The artist is best known for his multi-panel works that deftly combine photography, performance, wall painting, and drawing. Negotiating the urban landscape, these photographs often depict silhouetted figures interacting with carefully composed wall paintings that the artist paints in public spaces, most often in the city of Johannesburg. In each succession of photographs, the choreographed movements of the individual or group appear to alter the two-dimensional renderings, compressing space and time and morphing the urban landscape into a fictional storyboard. Using the medium of photography to capture his painted and performative actions, Rhode disrupts the fixity of the wall, rendering it a mobile substrate that can be transported into a variety of contexts.
Rhode considers his wall-based works to be visual interventions in their cultural, political, and ecological environments, and he aims to transform both landscapes and communities.
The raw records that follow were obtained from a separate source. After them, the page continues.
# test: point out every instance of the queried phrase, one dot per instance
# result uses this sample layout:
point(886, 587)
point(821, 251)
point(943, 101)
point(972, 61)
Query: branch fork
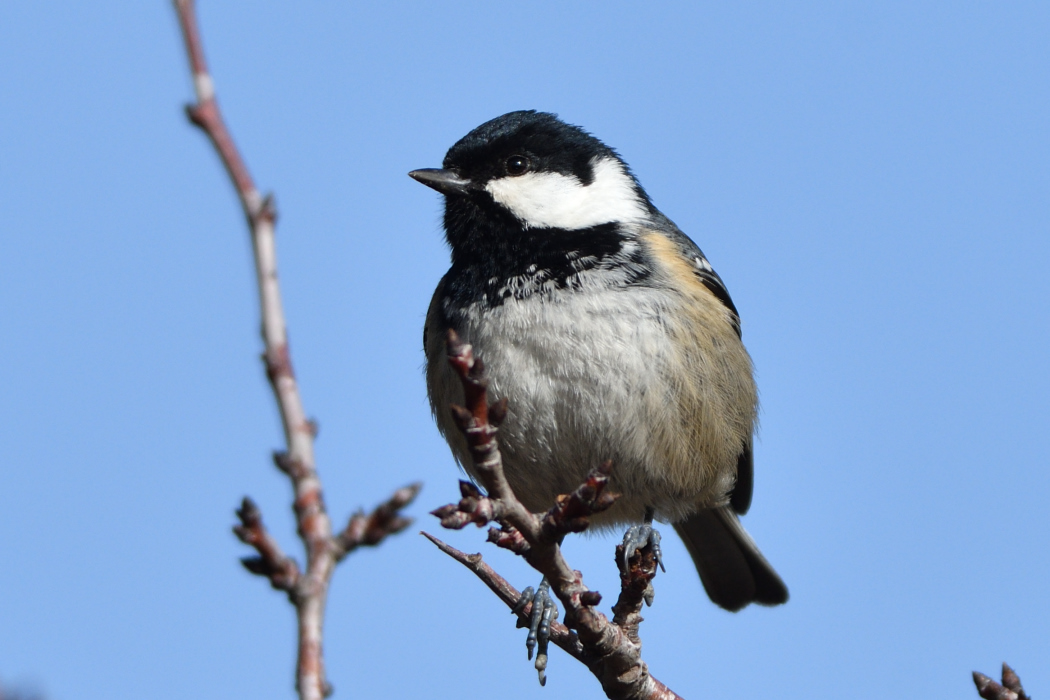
point(307, 587)
point(610, 650)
The artist works collaboratively with a team of over a dozen community members, most from formerly segregated neighborhoods in postapartheid Johannesburg. Working in urban space and engaging his local communities, Rhode situates his practice within and for the public sphere, and he probes the myriad ways that politics manifests itself in and as everyday life.
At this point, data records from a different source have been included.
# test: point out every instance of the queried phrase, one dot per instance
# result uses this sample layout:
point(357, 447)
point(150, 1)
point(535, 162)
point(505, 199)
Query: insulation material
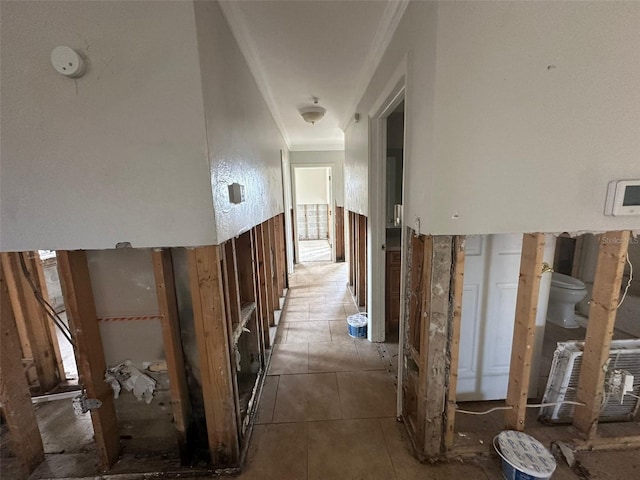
point(127, 376)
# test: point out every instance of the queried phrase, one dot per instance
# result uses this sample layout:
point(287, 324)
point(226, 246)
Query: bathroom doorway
point(313, 213)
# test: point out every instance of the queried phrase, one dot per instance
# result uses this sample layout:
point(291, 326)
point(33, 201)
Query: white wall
point(243, 140)
point(312, 186)
point(333, 158)
point(117, 155)
point(518, 114)
point(123, 285)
The wall is at the center of Rhode’s practice, and he considers its many meanings and functions: as a divider within urban space, as a surface and substrate in art historical traditions ranging from cave painting to street art, as a threshold between art and life in notion of the “fourth wall,” and as a psychoanalytic screen. In Rhode’s works, these varied associations converge to mutually complicate each other, creating a hybrid narrative mode that reflects the nuances of urban, post-apartheid diasporic experience.